Maine’s uninsured rate decreased from 8% in 2019 to 5.7% in 2021, according to the most recent data released last autumn by the U.S. Census, with experts attributing much of that decline to Medicaid expansion.

ACA individual plan enrollment in Maine ticked down from 66,095 in 2022 to 63,388 in 2023, according to state and federal data. Nationally, a record 16.3 million people signed up for an ACA plan for 2023 after the Biden administration eliminated many of the program’s disincentives that deterred some people from signing up.

Aaron Child, 41, of Damariscotta, who is self-employed and owns a tree service business, said he first signed up for ACA insurance three years ago. It’s helped give him peace of mind because he knows he can go to the doctor without worrying about exorbitant medical costs.

“Before (the ACA), I was paying full price for bare-bones plans without any preventative or routine care,” Child said. “I was scared to go to the doctor. But now these subsidies make it so I can get great coverage at an affordable rate.”

He said just in the past year, he’s used his insurance to take care of what he originally thought was a broken wrist, and for tests related to a cancer scare. After a sudden, unexplained weight loss, he ended up testing negative.


He said he didn’t hesitate to go to the doctor, while previously he might have.

Child said 10 years ago, before the ACA was enacted, he was paying $400 per month in premiums for a health insurance plan that didn’t cover much. Currently, he pays $110 per month for a plan that provides comprehensive services.

Mitchell Stein, a Maine-based independent health policy analyst, said Maine people are taking advantage of the improvements to the ACA, including more generous subsidies.

But he said a combination of other factors – such as Medicaid expansion – have resulted in Maine’s ACA marketplace enrollment flattening out over the past few years.

Also impacting ACA enrollment is Maine’s aging population, because when people turn 65 they become eligible for Medicare and no longer have ACA insurance. Changes in the unemployment rate also can affect the ACA. While many ACA enrollees are self-employed, those who start working a full-time job with employer-based benefits become ineligible for the ACA.

The ACA is designed to fill in gaps for people who do not get coverage from an employer, such as the self-employed, workers at small businesses without insurance, or people who work part-time jobs. Before the ACA, many people in those categories would have gone without any coverage at all.


“Changes in enrollment are complicated,” Stein said. “Moreover, all these factors play out differently in each of the 50 states. We know that much of the national enrollment increase occurred in states that have not yet expanded Medicaid. It may be that here in Maine, enrollment in the individual market has plateaued, given our current population and economic conditions.”


Since 2020, ACA signups have fluctuated between about 60,000 to 66,000 enrollees, signifying stability in the marketplace, Stein said.

Factoring into that stability, Stein said, is Maine’s participation in federally expanded Medicaid benefits, a program that was implemented in 2019 by Gov. Janet Mills. It helped boost the number of people insured in Maine, but lowered ACA enrollment.

Maine people newly eligible for Medicaid under the expansion – those earning between 100% and 138% of the federal poverty limit – went from zero enrollees in 2018 to 106,000 currently. Total Medicaid enrollment in Maine is about 408,000.

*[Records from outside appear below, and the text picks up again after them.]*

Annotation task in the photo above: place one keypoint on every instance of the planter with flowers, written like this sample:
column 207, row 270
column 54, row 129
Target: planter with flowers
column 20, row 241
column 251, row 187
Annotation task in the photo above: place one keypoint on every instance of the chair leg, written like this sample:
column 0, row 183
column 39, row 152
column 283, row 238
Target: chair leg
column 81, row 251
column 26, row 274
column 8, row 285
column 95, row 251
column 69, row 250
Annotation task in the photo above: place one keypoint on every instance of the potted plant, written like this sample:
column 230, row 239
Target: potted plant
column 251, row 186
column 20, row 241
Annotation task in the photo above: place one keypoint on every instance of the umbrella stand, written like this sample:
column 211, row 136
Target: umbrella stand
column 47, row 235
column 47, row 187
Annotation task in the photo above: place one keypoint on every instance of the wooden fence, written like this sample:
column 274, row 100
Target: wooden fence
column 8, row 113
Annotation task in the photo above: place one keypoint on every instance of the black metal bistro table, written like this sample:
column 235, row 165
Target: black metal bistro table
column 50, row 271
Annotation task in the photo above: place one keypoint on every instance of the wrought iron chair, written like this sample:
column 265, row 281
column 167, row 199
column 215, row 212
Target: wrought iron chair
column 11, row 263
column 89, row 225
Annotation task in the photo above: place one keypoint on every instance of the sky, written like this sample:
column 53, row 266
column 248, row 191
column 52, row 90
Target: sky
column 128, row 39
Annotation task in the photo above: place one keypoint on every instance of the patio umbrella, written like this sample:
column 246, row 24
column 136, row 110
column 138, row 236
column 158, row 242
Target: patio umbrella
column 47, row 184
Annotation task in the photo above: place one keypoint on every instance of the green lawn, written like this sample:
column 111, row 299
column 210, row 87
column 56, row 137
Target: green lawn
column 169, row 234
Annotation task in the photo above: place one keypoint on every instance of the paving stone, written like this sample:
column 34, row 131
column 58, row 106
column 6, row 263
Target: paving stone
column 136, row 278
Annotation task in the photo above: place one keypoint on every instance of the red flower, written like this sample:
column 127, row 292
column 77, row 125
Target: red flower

In 2019, the last year people signing up for an ACA plan the previous fall would not have been eligible for Medicaid under the expansion, ACA enrollment stood at 70,987. The following year, with more people enrolled in Medicaid, ACA signups in Maine dropped to 62,031.


Stein said if it weren’t for the Inflation Reduction Act maintaining more generous ACA subsidies that began in 2021, especially for higher-income people who previously were paying expensive ACA premiums but now are paying more reasonable monthly premiums, ACA enrollment in Maine may have actually dropped off significantly during the past two years. The new rules ensure that enrollees are paying no more than 8.5% of their income on health insurance premiums, and also gave more generous subsidies to most ACA enrollees.

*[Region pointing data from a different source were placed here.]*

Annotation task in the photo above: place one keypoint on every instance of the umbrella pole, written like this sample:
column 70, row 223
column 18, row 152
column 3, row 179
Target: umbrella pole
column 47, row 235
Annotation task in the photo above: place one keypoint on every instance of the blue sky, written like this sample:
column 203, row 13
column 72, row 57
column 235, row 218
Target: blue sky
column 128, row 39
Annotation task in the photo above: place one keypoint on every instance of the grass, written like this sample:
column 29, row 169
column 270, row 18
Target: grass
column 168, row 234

Child, who owns Apex Tree & Earthworx, said it helps to know that if his business takes off, he won’t suddenly be on the hook for expensive premiums.

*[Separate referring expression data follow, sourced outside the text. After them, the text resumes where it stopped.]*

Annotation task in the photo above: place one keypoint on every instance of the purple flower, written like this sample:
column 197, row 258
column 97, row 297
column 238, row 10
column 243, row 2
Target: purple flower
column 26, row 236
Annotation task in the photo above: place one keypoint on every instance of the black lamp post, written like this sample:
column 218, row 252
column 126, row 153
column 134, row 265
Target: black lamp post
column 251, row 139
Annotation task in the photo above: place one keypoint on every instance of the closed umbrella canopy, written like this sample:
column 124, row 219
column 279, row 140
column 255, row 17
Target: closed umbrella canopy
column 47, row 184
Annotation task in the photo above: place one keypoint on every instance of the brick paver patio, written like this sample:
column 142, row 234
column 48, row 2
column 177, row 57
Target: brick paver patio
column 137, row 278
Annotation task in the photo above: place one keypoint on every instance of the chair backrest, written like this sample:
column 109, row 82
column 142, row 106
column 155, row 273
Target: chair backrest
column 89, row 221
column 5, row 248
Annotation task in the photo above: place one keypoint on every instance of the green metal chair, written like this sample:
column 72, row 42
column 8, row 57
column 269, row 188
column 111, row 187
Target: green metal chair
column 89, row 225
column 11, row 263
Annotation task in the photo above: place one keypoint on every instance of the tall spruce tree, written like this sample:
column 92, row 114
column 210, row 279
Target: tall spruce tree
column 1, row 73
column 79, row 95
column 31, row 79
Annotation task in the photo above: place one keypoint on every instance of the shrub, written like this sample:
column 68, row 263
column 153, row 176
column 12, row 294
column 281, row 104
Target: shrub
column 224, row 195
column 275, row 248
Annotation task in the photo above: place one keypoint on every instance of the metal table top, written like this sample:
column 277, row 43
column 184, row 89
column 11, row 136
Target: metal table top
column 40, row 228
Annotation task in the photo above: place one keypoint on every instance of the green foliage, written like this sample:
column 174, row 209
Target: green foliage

“I know I’m not going to go broke paying for my health care,” he said.

According to the Maine Department of Health and Human Services, 83% of enrollees received subsidies to make premiums more affordable, and 10,000 Mainers selected a plan where the monthly premium was under $10.

Of those who signed up for individual plans, 21,157 chose a Community Health Options plan, 20,618 selected an Anthem plan and 20,157 picked a Harvard Pilgrim plan. Taro Health entered the marketplace for the first time, selling only in Cumberland County, with 456 choosing an individual plan. Taro Health plans to expand to other counties in 2024, company officials said. Taro Health primarily works with a network of direct primary care doctors.